A Quality Portfolio for Equity investments is the one that is not too much diversified, & still offers the best risk-adjusted returns. With us, this is identified through unbiased selection based on our proprietary analytics. It’s easy to socialize and sell products, which is what most wealth managers do. We’re reshaping the wealth management industry by sticking to basics, in-depth analytics. We maintain insight + integrity and aim at the long term prosperity of clients.t decisions.
It is easy to aspire for a long term horizon when making an investment, but practically very difficult to maintain. With us, this is achieved through our educative super simple & articulate proprietary content. Holding on to the portfolio requires high conviction in the portfolio at all points of time, else, one tends to exit early owing to the traps of emotions or impatience. We ensure our clients make informed investment decisions.

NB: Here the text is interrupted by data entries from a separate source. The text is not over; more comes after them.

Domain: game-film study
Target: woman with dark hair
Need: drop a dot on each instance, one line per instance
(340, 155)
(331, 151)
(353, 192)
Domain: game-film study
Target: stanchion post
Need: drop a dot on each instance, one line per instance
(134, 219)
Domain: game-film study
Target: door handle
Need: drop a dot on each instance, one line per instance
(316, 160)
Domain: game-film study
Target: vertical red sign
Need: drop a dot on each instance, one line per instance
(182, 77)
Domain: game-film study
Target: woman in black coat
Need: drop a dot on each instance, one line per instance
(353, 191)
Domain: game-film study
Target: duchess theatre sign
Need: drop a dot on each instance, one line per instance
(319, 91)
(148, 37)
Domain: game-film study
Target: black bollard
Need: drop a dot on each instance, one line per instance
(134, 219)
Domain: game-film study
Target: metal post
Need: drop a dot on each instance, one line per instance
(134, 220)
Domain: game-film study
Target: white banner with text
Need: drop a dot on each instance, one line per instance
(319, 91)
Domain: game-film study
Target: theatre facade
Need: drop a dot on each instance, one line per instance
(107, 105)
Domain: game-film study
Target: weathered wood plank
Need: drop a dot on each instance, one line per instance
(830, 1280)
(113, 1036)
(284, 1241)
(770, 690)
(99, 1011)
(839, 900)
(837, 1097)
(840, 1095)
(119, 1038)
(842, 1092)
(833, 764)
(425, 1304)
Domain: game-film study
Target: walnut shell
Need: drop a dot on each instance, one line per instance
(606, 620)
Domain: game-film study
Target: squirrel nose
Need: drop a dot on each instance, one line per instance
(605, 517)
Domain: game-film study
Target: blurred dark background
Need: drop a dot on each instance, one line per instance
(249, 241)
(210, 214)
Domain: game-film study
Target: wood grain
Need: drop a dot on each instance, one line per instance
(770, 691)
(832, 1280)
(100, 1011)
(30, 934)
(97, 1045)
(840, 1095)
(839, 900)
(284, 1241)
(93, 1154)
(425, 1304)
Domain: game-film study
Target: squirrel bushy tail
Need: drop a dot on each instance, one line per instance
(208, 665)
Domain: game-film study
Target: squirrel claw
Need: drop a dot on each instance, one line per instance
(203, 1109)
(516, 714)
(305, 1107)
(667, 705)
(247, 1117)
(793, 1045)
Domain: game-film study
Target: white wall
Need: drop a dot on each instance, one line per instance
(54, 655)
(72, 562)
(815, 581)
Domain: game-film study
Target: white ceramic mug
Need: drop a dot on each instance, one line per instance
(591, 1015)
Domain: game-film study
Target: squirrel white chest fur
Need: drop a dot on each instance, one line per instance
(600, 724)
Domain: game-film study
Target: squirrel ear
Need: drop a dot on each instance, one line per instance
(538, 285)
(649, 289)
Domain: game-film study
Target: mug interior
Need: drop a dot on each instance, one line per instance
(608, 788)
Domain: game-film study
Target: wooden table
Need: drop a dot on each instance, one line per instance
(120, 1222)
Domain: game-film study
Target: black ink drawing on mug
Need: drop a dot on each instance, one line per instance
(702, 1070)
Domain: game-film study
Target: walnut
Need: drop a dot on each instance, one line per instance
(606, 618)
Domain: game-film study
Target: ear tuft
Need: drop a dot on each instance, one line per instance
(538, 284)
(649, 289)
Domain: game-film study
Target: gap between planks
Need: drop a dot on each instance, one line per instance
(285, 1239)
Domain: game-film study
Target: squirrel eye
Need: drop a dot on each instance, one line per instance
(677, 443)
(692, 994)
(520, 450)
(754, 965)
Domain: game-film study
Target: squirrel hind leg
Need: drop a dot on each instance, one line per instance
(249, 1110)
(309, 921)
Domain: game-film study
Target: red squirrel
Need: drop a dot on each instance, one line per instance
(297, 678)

We believe that great returns are generated when the right investments are made and not just the right purchases. So, we are driven by a core motive of assisting you in taking the right investment decisions. This makes us focus specifically on ‘You’, and Operate in a transparent and unbiased manner.
Asset Allocation that line with your risk – return profile
Asset allocation play the most important role in determining the overall portfolio performance. Your investments should reflect the risk you can afford to take and practical way of ascertaining the same is such asset allocation which is right, suitable and in line with future goals. We helps you create a balanced portfolio keeping all this in mind to so that it is just in line with your risk – return profile
Selection of products basis 5P Analysis & QRC Attributes
We analyse each product, in terms of its features, suitability, and appropriateness to market level & investors risk profile, before any recommendation. We identify & select best portfolios on the basis of 5 P Analysis across Philosophy, People, Performance, Portfolio and Price. All this objective & subjective analysis is performance to ascertain Quality, Risk, and Consistency attributes of portfolios.
Number of products that are just appropriate
Most portfolios underperform because in the hands of product sellers, investors keep adding new products leading to over-diversification disorder. We track portfolio performance and ensure right diversification.
Returns that are Optimal & tax efficient
Any strategic action taken on portfolio cannot ignore tax implications as taxes could be spoiling returns generated over years. We make decisions that are meant to generate not just the gross returns, but post tax net returns.
Expenses that are Low & minimum
They compound over time and impact your portfolio returns. We are driven by our clients’ interests, so, we prefer to select low-cost products and add ETFs, and Index Fund to ensure that expenses are as low as possible.